I found the barrier to learning something new is the number of context switches needed to achieve the learning objective. With enough jumps through links, one cannot muster enough attention to learn what is needed to meet the original objective. As the initial point of contact for supercollider, the IDE should have a self contained set of tutorials that encompasses the majority of use cases. Unless, the objective is for the user to gel these different concepts into an internalized understanding. Great if there’s enough time, but not so good if there’s no other resource than the ide and the internet.

This is why the processing ide is such a great resource. Though it doesn’t have a tutorial style help, iirc, it includes code examples from most of the books written about it.

I guess we have a different conception of what a tutorial is.

Perhaps one trouble in this discussion is that term, “the IDE tutorial.” I assume you mean the Getting Started series.
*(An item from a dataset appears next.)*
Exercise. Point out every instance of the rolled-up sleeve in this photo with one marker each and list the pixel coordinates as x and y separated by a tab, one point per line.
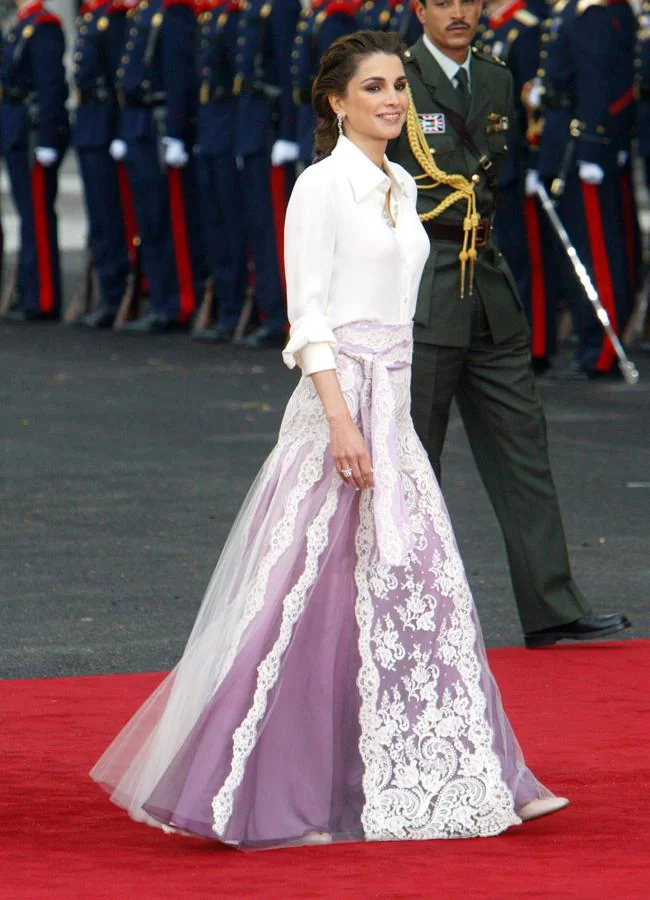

I fully agree that we don’t have enough “common use case” documents; I’m just not sure that they belong under a rubric of Getting Started.

I’m wary of a tutorial that ends up having 40 chapters because “we want it to cover all the common use cases.” This could give new users the impression that they will have to study for a year just to Get Started.

I do think the front help page could link to two collections of documents: 1/ Getting Started, 2/ Common problems and solutions. 2/ could be expanded indefinitely.

My other reason for preferring this approach is that you don’t know which common problems and solutions a given user needs. I think a tutorial is to be read in sequence; for intermediate guides, users should be able to pick and choose freely.